As the wrongful acts were committed on the premises of the railroad company and the plaintiffs were unlawfully locked in the baggage room of the defendant company, and the unlawful arrest and restraint of the plaintiffs was on the premises of the railroad company by an employe of the railroad company, it was wholly unnecessary for the plaintiffs to offer any evidence as to Slaton's being appointed deputy sheriff, and it was only material at that time as showing the relation of Slaton to the company. The plaintiffs had established a prima facie case after having introduced evidence showing that Slaton was an employe of the railroad company and the wrongful acts committed by him. The statute, supra, makes the company liable for the wrongful acts of such special officer, and where such special officer held a commission as a deputy sheriff, the burden of showing that such special officer was not acting for the company but in some other capacity than that for which the railroad company had employed him, was upon the company. There is nothing in the evidence introduced on the part of the plaintiffs to indicate Slaton had any reasons whatsoever for acting as a deputy sheriff. No crime had been committed in his presence. There is no intimation that Slaton had any information that the plaintiffs were accused of violating any law, but, acting without a warrant or any complaint having been made, he, in violation of all the legal rights of the plaintiffs, unlawfully arrested them and searched their baggage, and it is our conclusion that the trial court committed reversible error in sustaining the demurrer to the evidence.

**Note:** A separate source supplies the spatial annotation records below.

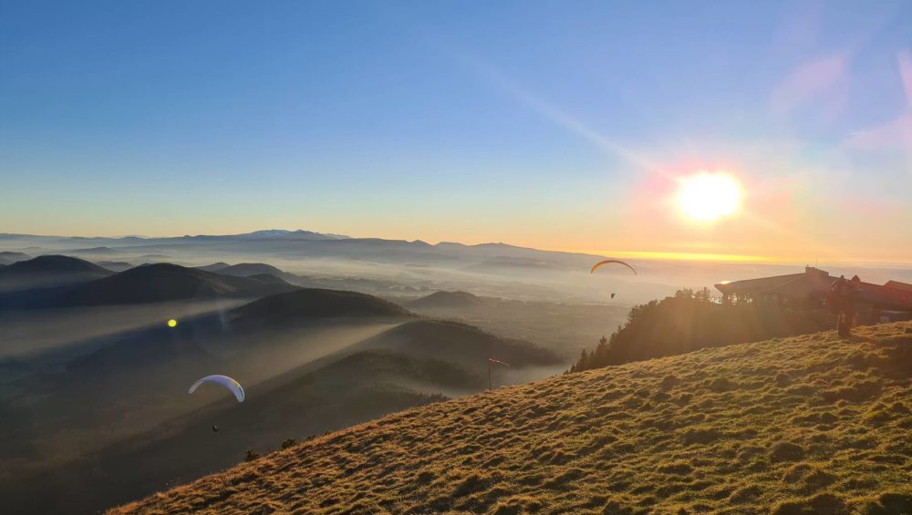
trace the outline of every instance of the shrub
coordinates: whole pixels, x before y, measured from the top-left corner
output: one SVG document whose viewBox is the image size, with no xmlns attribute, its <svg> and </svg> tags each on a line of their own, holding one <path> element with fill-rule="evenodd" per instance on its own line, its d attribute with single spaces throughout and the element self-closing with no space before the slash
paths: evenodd
<svg viewBox="0 0 912 515">
<path fill-rule="evenodd" d="M 248 448 L 247 450 L 245 450 L 244 452 L 244 461 L 253 461 L 253 460 L 256 459 L 259 457 L 260 457 L 260 453 L 256 452 L 255 450 L 254 450 L 252 448 Z"/>
</svg>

If the officer, Slaton, ever performed any duties as a deputy sheriff and for the protection of the general public, and was acting in such capacity at the time he committed the wrongful acts, the burden is on the defendant, Director General, to show such facts; but, if Slaton only held a commission as deputy sheriff wholly for the purpose of performing his duties as an employe and special agent of the railroad company, then the company, or Director General, is responsible for his acts.

The judgment of the trial court is reversed, and the cause is remanded to the district court of Wagoner county, with directions to grant plaintiffs a new trial.

JOHNSON, V. C. J., and KANE, NICHOLSON, COCHRAN, and BRANSON, JJ., concur.